I did the same thing when I was dating a vegetarian, only this is way better. WAY WAY BETTER. (Not just because of the food, but that's not the point of this post.)
It's just... you don't get much bacon in a vegetarian household. And I'm not okay with that.
Anyway, what this all means is that I've had to adapt some of my old favorites to fit the Paleo profile a little better. Jason's okay with not eating strictly Paleo, which is good, because butter is not Paleo, but there's really no substitute. Olive oil will work for most things, but there are some things where only butter will do.
I like butter a lot.
One of my favorite adaptations is my Paleo shepherd's pie. It's way better than the vegetarian version I tried to make once. I mean... come on. Shepherd's pie. 'Shepherd' as in 'herd of sheep = mutton on the hoof.' IT HAS TO HAVE MEAT. IT JUST DOES.
So anyway. Start with some kind of ground meat and a chopped onion. This version was made with ground turkey, but seriously, any kind of ground animal will work. You'll also use a small can of tomato sauce and one of those wee tiny cans of tomato paste, just not right away. They just bombed this photo, that's all. (The papaya and the avocado bombed it too, but they're not involved tonight so please to ignore.)
|Chop chop. Love that knife. Hate the chopping board. IT SCOOTS. THIS IS NOT OKAY.|
Brown them together in a pan with a little olive oil, salt and pepper.
|Ground turkey looks gross until it's cooked. I mean really.|
Gather whatever frozen vegetables you have on hand (use fresh if you want, but make sure you chop them up small. Big chunks are obnoxious in shepherd's pie). I usually put in about a pound's worth, using whatever I have on hand. Tonight I used half a package each of frozen spinach and peas-and-carrots. (The peas are an example of not-strictly-Paleo, which is why I said you can use whatever.)
|If you don't have out-of-focus ones, that's okay. In-focus vegetables work too.|
Use whatever spices and seasonings you want. I don't like a lot of "heat" (I hate that word) so I use milder things. Black pepper, ground mustard, paprika, chili powder. And dried thyme.
|I love this picture. It's very 2001: A Space Odyssey. It needs a dramatic musical score or something.|
Hey, wanna see our spice rack?
|Yeah, it's pretty awesome.|
Once the meat and onions are thoroughly cooked, dump in the tomato sauce and paste, the veggies, and the seasonings. Stir it up and let it simmer until the veggies are cooked.
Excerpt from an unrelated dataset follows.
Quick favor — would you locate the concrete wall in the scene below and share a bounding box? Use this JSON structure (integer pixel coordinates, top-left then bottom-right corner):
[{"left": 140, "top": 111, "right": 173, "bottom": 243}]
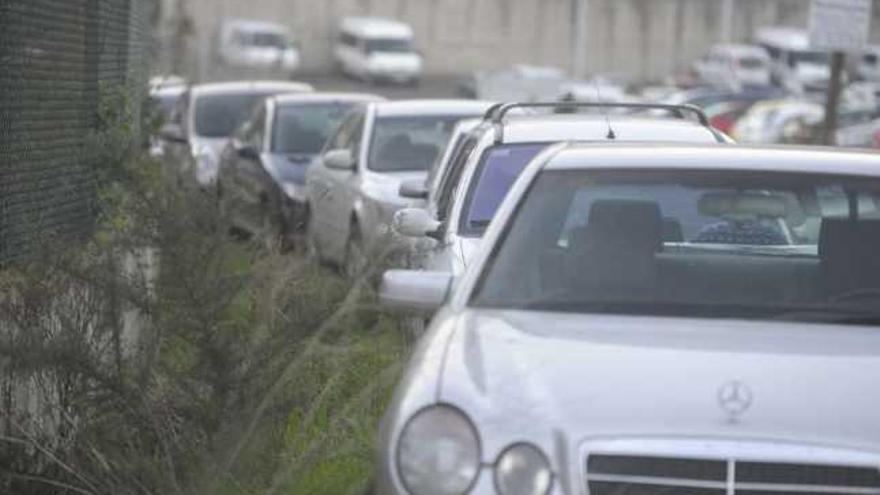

|Hot mess, kiddos. Delicious, hot mess.|
Now, the crowning glory (kind of literally). I actually start the topping first, but I wanted to save it because this, my friends, is what separates traditional shepherd's pie from my beloved Paleo version.
|OM NOM NOM NOM NOM|
Where the potatoes would go, use parsnips instead. GENIUS. Proceed just as you would for making mashed potatoes--give them a rough chop, cover them in water, and boil until they're soft and easily pierced with a fork. If you start boiling them first, by the time the hot mess is simmering, they'll be about ready to mash. I always put a bit of butter and a crapload of garlic in them (cheater garlic in a jar FTW), along with some salt and pepper.
|No, the pan's not dirty, that's just pepper stuck in the starch from the boiling water. IGNORE IT.|
Oh, and about that mashing? Old-school masher, all the way. Don't you dare use an electric beater. It's not necessary and it ruins the texture.
|I'M SERIOUS. NO MIXERS.|
Put the hot mess in a baking dish and top it with the mashed awesome.
|So close, kittens. So very close.|
Bake it in a 350 degree oven for about 15 minutes or so, just enough to slightly brown the parsnips and let the flavors blend. THEN DIG IN.
|Yes, there are only two of us. Why do you ask?|
So there it is! Sunday night dinner. Comfort food. Leftovers. Easy to make and very good for you. Who needs a box dinner full of crap and science? We don't, and neither do you.